Blog 4: Machine Learning Model Training
Introduction
The datasets that we prepared in the previous steps are used to train different machine leaning model. We then evaluate the model base on the experiment results, suggest some issues identified and potential ways to solve them.
Machine Learning Model
The following machine learning models are used in model training: - Logistic Regression (LR) - Multi-layer Perceptron (MLP) - Recurrent Neural Network (RNN)
Confusion Matrix
A confusion matrix with test accuracy is plotted to visualize the results.
from sklearn.metrics import ConfusionMatrixDisplay
def display_confusion_matrices(model, X, y):
disp = ConfusionMatrixDisplay.from_estimator(
model,
X,
y,
display_labels=sorted(np.unique(y)),
cmap=plt.cm.Blues,
normalize="true",
)
disp.ax_.set_title("Normalized")
disp = ConfusionMatrixDisplay.from_estimator(
model,
X,
y,
display_labels=sorted(np.unique(y)),
cmap=plt.cm.Blues,
normalize=None,
)
disp.ax_.set_title("Unnormalized")
plt.show()
Logistic Regression (LR)
from sklearn.linear_model import LogisticRegression
from sklearn.model_selection import GridSearchCV
lr1 = LogisticRegression(C=100.0, solver='liblinear', multi_class='ovr', random_state=4350)

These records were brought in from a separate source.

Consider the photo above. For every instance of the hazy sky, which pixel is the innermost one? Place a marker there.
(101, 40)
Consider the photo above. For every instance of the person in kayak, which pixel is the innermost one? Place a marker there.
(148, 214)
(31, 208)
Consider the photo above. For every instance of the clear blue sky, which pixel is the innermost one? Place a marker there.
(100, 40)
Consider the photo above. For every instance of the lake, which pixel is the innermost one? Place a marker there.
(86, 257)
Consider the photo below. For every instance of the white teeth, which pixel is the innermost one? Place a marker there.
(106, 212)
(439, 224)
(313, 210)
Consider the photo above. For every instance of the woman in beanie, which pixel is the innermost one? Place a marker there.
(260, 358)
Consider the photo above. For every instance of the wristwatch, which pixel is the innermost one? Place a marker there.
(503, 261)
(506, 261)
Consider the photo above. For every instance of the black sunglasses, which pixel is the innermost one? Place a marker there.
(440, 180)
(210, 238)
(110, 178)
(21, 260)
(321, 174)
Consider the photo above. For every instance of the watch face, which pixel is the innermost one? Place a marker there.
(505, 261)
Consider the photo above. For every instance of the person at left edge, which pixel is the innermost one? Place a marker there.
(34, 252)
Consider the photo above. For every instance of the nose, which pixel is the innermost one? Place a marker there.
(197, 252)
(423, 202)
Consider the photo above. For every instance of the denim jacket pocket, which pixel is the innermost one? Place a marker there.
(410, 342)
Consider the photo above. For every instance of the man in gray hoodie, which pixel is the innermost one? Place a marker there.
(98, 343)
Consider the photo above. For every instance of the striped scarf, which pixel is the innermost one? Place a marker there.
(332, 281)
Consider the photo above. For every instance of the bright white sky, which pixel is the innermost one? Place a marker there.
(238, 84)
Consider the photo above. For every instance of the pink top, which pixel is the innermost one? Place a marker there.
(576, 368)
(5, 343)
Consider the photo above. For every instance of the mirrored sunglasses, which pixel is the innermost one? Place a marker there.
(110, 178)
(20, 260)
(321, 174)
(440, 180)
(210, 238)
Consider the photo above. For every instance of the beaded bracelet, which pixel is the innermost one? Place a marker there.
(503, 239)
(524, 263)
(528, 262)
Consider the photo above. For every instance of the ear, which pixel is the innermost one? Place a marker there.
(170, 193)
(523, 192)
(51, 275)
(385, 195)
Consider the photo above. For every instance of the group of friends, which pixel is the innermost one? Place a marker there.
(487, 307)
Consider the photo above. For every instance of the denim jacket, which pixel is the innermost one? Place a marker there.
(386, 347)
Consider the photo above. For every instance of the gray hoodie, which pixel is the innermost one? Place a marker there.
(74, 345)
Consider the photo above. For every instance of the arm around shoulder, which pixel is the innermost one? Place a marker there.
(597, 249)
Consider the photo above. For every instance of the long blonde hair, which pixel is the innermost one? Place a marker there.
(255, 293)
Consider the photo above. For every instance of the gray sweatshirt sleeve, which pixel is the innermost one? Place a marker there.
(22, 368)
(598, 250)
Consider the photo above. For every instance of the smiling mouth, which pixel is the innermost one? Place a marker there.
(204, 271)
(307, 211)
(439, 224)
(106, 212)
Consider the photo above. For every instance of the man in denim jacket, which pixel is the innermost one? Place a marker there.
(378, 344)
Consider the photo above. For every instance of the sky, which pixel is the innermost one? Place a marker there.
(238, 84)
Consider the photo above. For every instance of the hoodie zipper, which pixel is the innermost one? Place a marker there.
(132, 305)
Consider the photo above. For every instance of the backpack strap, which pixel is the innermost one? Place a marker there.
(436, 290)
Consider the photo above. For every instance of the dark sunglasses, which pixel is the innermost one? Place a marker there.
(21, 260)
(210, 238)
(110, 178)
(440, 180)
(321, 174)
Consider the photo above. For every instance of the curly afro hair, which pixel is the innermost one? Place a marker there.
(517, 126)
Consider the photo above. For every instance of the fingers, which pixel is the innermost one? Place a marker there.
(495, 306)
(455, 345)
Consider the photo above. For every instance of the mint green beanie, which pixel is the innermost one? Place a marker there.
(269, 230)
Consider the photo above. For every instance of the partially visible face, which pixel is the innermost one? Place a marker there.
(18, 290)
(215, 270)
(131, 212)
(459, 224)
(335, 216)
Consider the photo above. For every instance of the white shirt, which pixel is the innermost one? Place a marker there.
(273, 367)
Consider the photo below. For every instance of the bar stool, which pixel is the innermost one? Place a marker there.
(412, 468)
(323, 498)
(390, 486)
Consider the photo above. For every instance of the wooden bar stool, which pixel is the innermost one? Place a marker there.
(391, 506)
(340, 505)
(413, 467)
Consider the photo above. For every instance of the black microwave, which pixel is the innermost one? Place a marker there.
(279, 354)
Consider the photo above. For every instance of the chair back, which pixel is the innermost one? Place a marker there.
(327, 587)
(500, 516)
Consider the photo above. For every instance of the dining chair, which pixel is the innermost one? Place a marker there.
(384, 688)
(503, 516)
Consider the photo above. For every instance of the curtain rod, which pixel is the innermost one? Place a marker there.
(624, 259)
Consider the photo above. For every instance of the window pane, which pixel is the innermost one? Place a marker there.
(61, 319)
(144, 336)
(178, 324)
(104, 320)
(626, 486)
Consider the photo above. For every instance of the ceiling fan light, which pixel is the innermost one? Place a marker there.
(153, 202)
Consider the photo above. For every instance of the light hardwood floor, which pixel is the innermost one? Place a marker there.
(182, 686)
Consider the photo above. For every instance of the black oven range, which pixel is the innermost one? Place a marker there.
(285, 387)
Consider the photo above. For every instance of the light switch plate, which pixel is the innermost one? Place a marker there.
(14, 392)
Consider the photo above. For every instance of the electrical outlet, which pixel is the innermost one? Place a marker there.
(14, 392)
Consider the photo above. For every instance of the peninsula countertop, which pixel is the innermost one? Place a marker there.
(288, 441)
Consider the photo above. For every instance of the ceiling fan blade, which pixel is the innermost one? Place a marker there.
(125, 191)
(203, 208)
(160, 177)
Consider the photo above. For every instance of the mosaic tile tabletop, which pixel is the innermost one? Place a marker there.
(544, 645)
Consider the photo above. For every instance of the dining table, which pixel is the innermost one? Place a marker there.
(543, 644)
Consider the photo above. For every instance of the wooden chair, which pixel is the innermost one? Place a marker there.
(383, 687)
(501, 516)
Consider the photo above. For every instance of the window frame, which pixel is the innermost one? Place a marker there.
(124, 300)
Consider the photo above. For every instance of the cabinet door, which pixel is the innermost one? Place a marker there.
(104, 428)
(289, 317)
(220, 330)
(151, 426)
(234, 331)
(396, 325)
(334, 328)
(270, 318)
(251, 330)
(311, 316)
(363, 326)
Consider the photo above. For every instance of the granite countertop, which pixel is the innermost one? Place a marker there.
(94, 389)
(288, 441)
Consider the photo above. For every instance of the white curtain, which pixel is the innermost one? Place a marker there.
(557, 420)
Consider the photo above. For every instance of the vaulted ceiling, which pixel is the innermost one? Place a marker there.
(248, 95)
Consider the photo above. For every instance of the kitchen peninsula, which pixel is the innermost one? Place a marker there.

param_grid = {'C': [0.001, 0.01, 0.1, 1.0, 10.0, 100.0, 1000.0],
'penalty': ['l1', 'l2']}
gs1 = GridSearchCV(estimator=lr1, param_grid=param_grid, scoring='accuracy', cv=10, n_jobs=-1)
gs1.fit(X1_train_oh, y1_train)
best_lr1 = gs1.best_estimator_
best_lr1.fit(X1_train_oh, y1_train)
y_pred = best_lr1.predict(X1_test_oh)
print("Test Accuracy: %.3f" % best_lr1.score(X1_test_oh, y1_test))
display_confusion_matrices(best_lr1, X1_test_oh, y1_test)
Multi-layer Perceptron (MLP)
from sklearn.neural_network import MLPClassifier
mlp1 = MLPClassifier(solver='adam', alpha=1e-5, learning_rate='adaptive', max_iter=1000, activation = 'relu', hidden_layer_sizes=(256,), random_state=3362)
mlp1.fit(X1_train_oh, y1_train)
print("Test Accuracy on train dist: %.3f" % mlp1.score(X1_test_oh, y1_test))
display_confusion_matrices(mlp1, X1_test_oh, y1_test)
Recurrent Neural Network (RNN)
from keras import models
from keras import layers
from keras import regularizers
import tensorflow as tf
model_rnn = tf.keras.Sequential([
tf.keras.layers.Embedding(10000, 64),
tf.keras.layers.Bidirectional(tf.keras.layers.LSTM(64)),
tf.keras.layers.Dense(64, activation='relu'),
tf.keras.layers.Dense(1, activation='sigmoid')
])
# Compile model
model_rnn.compile(loss='binary_crossentropy',
optimizer=tf.keras.optimizers.Adam(1e-4),
metrics=['accuracy'])
# Train model
history = model_rnn.fit(X1_train_oh, y1_train, epochs=10,
validation_data=(X1_test_oh, y1_test),
validation_steps=30)
Experiment Results
Experiment Findings
- Underfitting is observed
- Too complicated text
- Too simple model
- Insufficient text cleaning
- Sentiment Analysis Package does not work well
- All text has similar sentiment scores as it is too long
SentimentIntensityAnalyzer from nltk.sentiment.vader
is designed for movie review- Bag-of-words perform worse than One-hot encoding
- No. of features used in tokenization, one-hot encoding and bag-of-words does not affect model performance much
- Recurrent Neural Network (RNN) trained using tokenized words (Dataset 9) perform the best (Test Accuracy: 0.64)
Potential Issues
- No ordering in one-hot encoding and bag-of-words
- No short-term memory
- Too few data points (only around 250) for training and testing
- Too much unrelated information in the text
Future Improvement
- Only extract sentences of non-neutral sentiment for model training
- Explore more on Recurrent Neural Network (RNN)
- Use sentiment analysis package that are specifically trained on financial documents (ie. FinBERT)